In July 2025, the FASB issued ASU 2025‑05, Financial Instruments — Credit Losses (Topic 326): Measurement of Credit Losses for Accounts Receivable and Contract Assets, which provides a practical expedient that permits entities to assume that current economic conditions as of the balance sheet date will remain unchanged for the remaining life of current accounts receivable and current contract assets arising from transactions accounted for under ASC 606 when estimating expected credit losses. The Partnership adopted ASU 2025‑05 effective January 1, 2026 on a prospective basis and elected the practical expedient. The adoption of this guidance did not have a material impact on the Partnership's condensed financial statements.

Accounting Standards Issued But Not Yet Adopted

In November 2024, the FASB issued ASU 2024-03, Income Statement—Reporting Comprehensive Income - Expense Disaggregation Disclosures (Subtopic 220-40). ASU 2024-03 requires that a public business entity disclose detailed information about types of expense.
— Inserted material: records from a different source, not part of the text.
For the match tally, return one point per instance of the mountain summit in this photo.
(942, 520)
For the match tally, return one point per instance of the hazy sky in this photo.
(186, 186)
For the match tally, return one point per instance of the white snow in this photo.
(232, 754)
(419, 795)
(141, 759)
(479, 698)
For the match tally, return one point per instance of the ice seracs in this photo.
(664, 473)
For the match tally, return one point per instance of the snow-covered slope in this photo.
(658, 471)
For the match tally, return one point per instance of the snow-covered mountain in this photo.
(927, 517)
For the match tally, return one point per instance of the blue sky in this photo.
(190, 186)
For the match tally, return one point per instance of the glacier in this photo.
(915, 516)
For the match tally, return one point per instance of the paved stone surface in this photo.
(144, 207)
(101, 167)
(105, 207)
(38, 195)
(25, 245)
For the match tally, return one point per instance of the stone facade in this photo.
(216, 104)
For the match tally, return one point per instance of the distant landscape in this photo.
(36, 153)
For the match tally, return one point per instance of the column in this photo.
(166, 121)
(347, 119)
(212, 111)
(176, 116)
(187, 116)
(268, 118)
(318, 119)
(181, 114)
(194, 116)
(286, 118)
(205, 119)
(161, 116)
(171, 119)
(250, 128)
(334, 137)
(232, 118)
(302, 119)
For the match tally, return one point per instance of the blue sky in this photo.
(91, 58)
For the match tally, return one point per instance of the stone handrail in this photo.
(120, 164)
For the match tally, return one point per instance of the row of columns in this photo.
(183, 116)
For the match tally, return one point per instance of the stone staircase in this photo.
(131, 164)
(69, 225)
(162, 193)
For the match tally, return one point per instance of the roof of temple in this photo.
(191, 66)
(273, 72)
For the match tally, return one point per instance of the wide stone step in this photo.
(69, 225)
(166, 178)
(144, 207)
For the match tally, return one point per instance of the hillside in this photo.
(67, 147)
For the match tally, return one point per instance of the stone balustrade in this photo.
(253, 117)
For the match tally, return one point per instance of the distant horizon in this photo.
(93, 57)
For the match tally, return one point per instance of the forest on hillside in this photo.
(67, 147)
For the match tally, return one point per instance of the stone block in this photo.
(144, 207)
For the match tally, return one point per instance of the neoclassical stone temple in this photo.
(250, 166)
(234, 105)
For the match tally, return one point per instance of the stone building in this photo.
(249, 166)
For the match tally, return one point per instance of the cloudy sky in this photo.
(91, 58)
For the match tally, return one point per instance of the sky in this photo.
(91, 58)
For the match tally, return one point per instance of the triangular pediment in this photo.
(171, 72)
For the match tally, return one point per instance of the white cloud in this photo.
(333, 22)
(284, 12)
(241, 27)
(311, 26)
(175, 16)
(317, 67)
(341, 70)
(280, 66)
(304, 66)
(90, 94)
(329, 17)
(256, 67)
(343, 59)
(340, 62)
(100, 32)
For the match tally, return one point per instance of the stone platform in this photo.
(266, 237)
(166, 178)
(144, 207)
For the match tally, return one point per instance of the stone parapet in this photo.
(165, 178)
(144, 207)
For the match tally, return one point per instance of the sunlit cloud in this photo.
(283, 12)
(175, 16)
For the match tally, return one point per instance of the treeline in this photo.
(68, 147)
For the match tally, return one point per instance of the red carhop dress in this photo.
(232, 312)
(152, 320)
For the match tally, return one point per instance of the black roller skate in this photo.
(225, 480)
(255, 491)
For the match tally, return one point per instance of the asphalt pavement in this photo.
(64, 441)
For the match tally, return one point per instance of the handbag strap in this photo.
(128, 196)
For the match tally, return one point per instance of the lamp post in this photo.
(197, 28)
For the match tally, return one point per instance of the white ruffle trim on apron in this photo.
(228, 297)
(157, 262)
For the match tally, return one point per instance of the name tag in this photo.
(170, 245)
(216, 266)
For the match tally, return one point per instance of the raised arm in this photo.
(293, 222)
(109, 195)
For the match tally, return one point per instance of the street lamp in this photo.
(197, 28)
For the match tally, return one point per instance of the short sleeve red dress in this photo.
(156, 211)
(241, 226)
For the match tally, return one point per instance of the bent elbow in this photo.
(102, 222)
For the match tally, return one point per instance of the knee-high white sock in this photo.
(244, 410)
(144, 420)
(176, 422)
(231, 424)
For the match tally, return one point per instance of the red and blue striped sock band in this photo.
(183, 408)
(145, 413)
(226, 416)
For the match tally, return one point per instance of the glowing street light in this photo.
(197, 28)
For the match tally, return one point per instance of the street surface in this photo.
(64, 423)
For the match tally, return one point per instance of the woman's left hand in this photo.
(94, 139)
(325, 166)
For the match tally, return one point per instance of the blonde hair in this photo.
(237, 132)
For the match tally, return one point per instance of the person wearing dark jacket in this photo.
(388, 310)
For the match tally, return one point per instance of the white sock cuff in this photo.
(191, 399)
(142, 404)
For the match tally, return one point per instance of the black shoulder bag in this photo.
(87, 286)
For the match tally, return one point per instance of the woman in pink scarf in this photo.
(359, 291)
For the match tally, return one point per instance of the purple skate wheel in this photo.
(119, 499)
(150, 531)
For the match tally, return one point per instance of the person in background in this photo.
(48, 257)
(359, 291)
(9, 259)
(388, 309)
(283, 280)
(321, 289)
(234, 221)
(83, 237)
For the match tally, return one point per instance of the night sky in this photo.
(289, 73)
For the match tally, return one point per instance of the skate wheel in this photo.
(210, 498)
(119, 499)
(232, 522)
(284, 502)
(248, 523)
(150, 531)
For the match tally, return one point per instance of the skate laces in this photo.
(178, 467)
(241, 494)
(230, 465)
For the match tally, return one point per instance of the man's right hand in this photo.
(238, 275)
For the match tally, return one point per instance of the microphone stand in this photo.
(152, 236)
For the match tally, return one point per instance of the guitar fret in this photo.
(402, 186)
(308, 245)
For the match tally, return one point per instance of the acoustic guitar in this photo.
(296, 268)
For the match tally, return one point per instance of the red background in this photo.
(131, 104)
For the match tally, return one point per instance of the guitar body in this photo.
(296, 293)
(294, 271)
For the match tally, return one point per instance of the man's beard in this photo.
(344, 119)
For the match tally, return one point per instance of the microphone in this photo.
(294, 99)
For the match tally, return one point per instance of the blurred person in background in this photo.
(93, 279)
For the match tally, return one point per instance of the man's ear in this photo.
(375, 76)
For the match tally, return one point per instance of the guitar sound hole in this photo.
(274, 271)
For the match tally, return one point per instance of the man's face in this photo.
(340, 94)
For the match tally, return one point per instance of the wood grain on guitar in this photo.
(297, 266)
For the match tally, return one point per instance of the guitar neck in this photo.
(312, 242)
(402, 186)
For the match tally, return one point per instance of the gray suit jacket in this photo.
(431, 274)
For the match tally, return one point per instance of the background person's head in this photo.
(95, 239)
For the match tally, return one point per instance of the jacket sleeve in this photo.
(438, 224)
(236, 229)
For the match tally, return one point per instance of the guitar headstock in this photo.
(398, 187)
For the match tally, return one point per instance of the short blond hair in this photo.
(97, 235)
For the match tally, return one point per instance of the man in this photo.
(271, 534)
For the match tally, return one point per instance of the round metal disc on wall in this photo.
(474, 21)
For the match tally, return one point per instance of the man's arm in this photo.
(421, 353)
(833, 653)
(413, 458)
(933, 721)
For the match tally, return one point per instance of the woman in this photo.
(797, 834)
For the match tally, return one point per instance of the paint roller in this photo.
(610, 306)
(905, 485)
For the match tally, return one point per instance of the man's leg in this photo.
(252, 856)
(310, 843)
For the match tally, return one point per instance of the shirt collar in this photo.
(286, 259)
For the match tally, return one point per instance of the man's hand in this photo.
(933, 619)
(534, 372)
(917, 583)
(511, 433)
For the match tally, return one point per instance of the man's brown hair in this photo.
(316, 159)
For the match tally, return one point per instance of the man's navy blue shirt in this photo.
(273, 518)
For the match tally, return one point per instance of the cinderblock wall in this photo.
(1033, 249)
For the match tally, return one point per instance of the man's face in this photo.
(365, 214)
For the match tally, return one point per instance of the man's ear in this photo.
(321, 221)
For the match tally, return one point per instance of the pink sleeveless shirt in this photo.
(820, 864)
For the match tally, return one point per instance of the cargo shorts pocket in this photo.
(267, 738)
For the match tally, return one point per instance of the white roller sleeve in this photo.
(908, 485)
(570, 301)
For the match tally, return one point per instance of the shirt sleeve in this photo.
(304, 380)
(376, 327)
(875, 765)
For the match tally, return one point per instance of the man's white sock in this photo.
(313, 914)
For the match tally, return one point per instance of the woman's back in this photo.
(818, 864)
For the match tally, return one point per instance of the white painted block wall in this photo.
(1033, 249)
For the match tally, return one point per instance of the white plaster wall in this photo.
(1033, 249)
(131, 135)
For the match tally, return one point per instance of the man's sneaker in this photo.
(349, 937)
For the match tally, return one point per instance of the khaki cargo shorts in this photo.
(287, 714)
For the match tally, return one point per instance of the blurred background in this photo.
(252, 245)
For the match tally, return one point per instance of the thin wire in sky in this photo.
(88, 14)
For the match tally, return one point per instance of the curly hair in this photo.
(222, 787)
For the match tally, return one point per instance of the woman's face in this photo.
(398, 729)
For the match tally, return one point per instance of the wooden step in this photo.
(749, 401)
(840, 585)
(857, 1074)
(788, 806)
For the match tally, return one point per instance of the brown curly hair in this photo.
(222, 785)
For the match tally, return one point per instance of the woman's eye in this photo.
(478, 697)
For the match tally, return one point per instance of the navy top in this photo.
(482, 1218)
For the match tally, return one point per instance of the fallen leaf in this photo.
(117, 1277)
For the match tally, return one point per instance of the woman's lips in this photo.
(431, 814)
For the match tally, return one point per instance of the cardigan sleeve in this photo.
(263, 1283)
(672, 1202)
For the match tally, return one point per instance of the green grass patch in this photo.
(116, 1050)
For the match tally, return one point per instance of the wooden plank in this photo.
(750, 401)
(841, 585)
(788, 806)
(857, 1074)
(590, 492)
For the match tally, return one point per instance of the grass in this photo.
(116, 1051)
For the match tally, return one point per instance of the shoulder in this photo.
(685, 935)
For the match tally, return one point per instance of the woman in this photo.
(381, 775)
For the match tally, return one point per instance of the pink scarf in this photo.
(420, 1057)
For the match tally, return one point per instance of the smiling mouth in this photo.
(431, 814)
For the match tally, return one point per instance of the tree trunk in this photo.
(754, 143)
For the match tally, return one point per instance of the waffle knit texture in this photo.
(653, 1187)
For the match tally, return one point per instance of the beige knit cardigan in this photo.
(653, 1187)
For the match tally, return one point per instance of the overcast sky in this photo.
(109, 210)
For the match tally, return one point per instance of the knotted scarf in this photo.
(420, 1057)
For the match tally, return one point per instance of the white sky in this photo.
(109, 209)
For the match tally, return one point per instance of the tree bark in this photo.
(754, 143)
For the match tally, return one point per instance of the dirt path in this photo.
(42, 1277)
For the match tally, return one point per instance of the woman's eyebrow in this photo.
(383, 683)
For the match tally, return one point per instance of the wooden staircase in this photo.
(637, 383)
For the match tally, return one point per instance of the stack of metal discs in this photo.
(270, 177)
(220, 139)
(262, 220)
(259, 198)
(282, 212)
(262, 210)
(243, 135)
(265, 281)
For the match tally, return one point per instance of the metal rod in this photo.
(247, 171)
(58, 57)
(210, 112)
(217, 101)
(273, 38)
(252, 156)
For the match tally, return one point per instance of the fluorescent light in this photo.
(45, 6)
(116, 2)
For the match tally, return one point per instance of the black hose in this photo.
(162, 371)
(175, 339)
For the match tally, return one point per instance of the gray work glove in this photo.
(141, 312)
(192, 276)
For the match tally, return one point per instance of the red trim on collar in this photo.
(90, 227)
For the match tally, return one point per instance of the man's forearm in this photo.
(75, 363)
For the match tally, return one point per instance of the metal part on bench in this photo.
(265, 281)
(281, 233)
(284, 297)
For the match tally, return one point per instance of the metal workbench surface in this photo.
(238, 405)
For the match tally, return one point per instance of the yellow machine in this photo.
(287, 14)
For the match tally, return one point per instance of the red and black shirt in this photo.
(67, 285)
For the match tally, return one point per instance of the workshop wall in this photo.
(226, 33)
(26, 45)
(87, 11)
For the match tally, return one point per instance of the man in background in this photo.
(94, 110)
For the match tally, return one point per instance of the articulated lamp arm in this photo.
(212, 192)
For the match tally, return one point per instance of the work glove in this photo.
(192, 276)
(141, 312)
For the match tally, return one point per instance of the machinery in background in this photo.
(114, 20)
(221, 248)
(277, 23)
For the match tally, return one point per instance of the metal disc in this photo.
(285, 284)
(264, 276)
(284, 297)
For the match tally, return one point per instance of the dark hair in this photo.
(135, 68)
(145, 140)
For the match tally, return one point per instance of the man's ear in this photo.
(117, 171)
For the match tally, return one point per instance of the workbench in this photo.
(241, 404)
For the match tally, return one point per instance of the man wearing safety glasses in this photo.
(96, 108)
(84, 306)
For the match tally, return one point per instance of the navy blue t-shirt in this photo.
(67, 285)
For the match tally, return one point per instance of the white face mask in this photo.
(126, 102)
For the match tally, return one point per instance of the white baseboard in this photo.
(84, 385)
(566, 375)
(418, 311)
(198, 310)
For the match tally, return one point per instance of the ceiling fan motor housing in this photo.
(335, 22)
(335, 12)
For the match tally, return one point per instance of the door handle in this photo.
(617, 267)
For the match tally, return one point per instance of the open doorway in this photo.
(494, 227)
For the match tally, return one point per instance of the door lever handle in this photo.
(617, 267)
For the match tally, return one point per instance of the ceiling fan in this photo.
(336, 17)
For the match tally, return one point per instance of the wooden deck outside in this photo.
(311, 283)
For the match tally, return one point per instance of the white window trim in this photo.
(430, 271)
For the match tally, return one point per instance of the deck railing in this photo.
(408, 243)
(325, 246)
Specifically, a public business entity would disclose the amounts of (a) purchases of inventory, (b) employee compensation, (c) depreciation and (d) intangible asset amortization included in each relevant expense caption. A relevant expense caption is an expense caption presented on the face of the income statement within continuing operations that contains any of the expense categories listed in (a)–(d). In addition, a public business entity should include certain amounts that are already required to be disclosed under current U.S. GAAP in the same disclosure as the other disaggregation requirements. A public business entity would also disclose a qualitative description of the amounts remaining in relevant expense captions that are not separately disaggregated quantitatively and disclose the total amounts of selling expenses and, in annual reporting periods, an entity’s definition of selling expenses. For public business entities, the new guidance is effective for annual periods beginning after December 15, 2026. Early adoption is permitted. The new guidance should be applied either prospectively to financial statements issued after the effective date of ASU 2024-03 or retrospectively to any or all prior periods presented in the financial statements. The Partnership is evaluating the impact of the new guidance.

The Partnership does not expect the adoption of this update, or any other recently issued but not yet effective accounting pronouncements, to have a material effect on the Partnership’s financial statements.

Segment Reporting

Segment Reporting

The Partnership operates as a single operating segment engaged in providing construction and related services to public and private sector clients. The Partnership’s reportable segment is determined by Craig Carlton, Manager of GP and Benjamin Lyon, CEO, the executive management team, which is designated as the Chief Operating Decision Maker (“CODM”), based upon information provided about the Partnership’s operations. The segment is also distinguished by the level of information provided to the CODM, which uses net income to review performance and allocate resources. The nature of the Partnership’s operations, the types of customers served, and the methods used to deliver services are substantially similar across all projects. Accordingly, management has determined that the Partnership has one reportable segment under ASC 280, Segment Reporting. Segment accounting policies are the same as those described in Note A – Summary of Significant Accounting Policies.

All of the Partnership's revenues are generated from customers within the United States. All of the Partnership's long-lived assets are located in the United States.

As the Partnership operated in one reportable operating segment, all required financial segment information is included in the Condensed Financial Statements.